In the preclinical study, researchers compared Windtree’s aerosolized KL4 surfactant with a daily oral dose of oseltamivir, an antiviral, and placebo controls. Following exposure to the influenza virus, investigators evaluated the ferrets for clinical signs of infection and lung histopathology changes.
“While we remain focused on the rigorous and timely execution of the Aerosurf phase II clinical program in premature infants with respiratory distress syndrome, we are encouraged by the results of this study in influenza as there is significant unmet need to protect the lungs in patients with severe influenza pneumonia,” president & CEO Craig Fraser said in prepared remarks. “A Phase I SBIR contract from the National Institute of Allergy and Infectious Diseases of the National Institutes of Health provided us the opportunity to study the use of KL4 surfactant to reduce lung injury after exposure to a highly pathogenic influenza strain. We are grateful for the support provided by the NIH for this study as well as the previously announced preclinical study in the use of KL4 surfactant as a medical countermeasure to mitigate damage to lungs after radiation exposure. Windtree plans to seek additional funding from the NIH to support further exploration of aerosolized KL4 surfactant as a potential medical countermeasure for treating influenza-associated lung injury.”
Analysis of the study’s data showed that treatment with Windtree’s KL4 surfactant substantially improved survival and reduced lung injury from influenza infection both at day 5 and day 14. Animals that were treated with Kl4 surfactant or oseltamivir had survival ratings of 80%, while the animals in the control arm had a 20% survival rate.
The KL4 group had fewer clinical signs of influenza compared to the oseltamivir group, Windtree reported.

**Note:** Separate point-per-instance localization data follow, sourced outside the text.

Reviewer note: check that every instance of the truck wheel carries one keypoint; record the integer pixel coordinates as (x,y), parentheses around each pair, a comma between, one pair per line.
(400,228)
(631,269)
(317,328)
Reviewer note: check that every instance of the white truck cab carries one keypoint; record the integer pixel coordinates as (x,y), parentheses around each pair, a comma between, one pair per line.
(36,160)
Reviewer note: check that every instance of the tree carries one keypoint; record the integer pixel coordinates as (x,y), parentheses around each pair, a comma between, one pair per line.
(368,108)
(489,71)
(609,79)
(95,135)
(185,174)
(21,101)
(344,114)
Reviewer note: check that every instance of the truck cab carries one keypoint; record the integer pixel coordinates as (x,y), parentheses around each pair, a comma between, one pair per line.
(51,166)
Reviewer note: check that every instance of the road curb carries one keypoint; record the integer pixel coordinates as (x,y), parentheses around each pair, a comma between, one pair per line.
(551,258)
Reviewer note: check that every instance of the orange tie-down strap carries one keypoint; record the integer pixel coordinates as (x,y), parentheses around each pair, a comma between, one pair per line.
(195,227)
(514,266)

“Though this is an early proof-of-concept study of aerosolized KL4 surfactant for treatment of a lethal flu strain, these data are especially encouraging as the NIH has stated that there is an urgent need to develop new therapeutic candidates that have the potential to prevent severe life-threatening complications of human influenza, improve patient outcomes, and provide more and better options for monotherapy and combination therapy with existing antivirals,” senior VP of clinical development and academic affairs, Dr. Robert Segal, added. “These data represent progress toward a potentially effective and efficient therapeutic to prevent lung injury associated with influenza, particularly when highly lethal, pandemic strains are involved.”